The mean BT personalized ranking correlation of \(\rho=0.043\) is statistically indistinguishable from zero (\(p=0.165\)), meaning that for the majority of users, the personalized BT ranking is essentially a random ordering relative to the global ranking.
The difference between ELO and BT results is itself statistically significant (paired Wilcoxon \(p < 10^{-13}\)), indicating that the two systems capture fundamentally different signals.
Topic diversity varies substantially across users — from queries concentrated in as few as 4 topics to coverage of more than 20 diverse topics.
The 6 meta-styles (Theatrical, Academic, etc.) effectively differentiate user groups, yielding 3 interpretable style clusters via k-means clustering.

Highlights & Insights¶

The BT model reveals preference divergence more sensitively than ELO — this is a feature rather than a limitation, since ELO's incremental update mechanism inherently smooths preference signals. This alerts the community that the choice of ranking algorithm affects the visibility of personalization.
The predictive power of topic and style features demonstrates that personalized benchmarking is achievable in the near term — matching users to models requires only inferring user profiles from a small number of queries, without complex preference elicitation pipelines.
User preferences do not represent minor perturbations around the global ranking but rather fundamentally different orderings — a finding that challenges the basic paradigm of current LLM evaluation.

Limitations & Future Work¶

Only 115 active users (≥25 votes) are analyzed, limiting sample size.
Only English queries are covered; cross-lingual heterogeneity remains unexplored.
The analysis is correlational rather than causal — whether topic/style differences directly cause preference differences requires further experimentation.
The framework could be extended to real-time personalized recommendation on platforms such as Chatbot Arena.

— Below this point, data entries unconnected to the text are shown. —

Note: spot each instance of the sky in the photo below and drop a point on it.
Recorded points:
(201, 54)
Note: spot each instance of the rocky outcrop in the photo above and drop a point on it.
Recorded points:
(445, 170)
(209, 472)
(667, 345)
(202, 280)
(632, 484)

vs. Chatbot Arena: Aggregates all user preferences into a global ranking; this paper demonstrates that such rankings are effectively misleading for 57% of users.
vs. HyPerAlign: Focuses on interpretable personalized alignment; this paper provides a quantitative framework for measuring preference divergence.
vs. RLHF: Treats human preferences as a single aggregated signal; this paper argues that individual differences should be explicitly modeled.

Rating¶

Novelty: ⭐⭐⭐⭐⭐ First systematic quantification of the gap between personalized and global rankings; findings are highly impactful.
Experimental Thoroughness: ⭐⭐⭐⭐ Dual scoring systems + topic/style analysis + regression prediction, though sample size is limited.
Writing Quality: ⭐⭐⭐⭐⭐ Narrative is fluent, arguments build progressively, and quantitative evidence is well-presented.
Value: ⭐⭐⭐⭐⭐ Poses a fundamental challenge to the LLM evaluation paradigm with a clear practical path forward.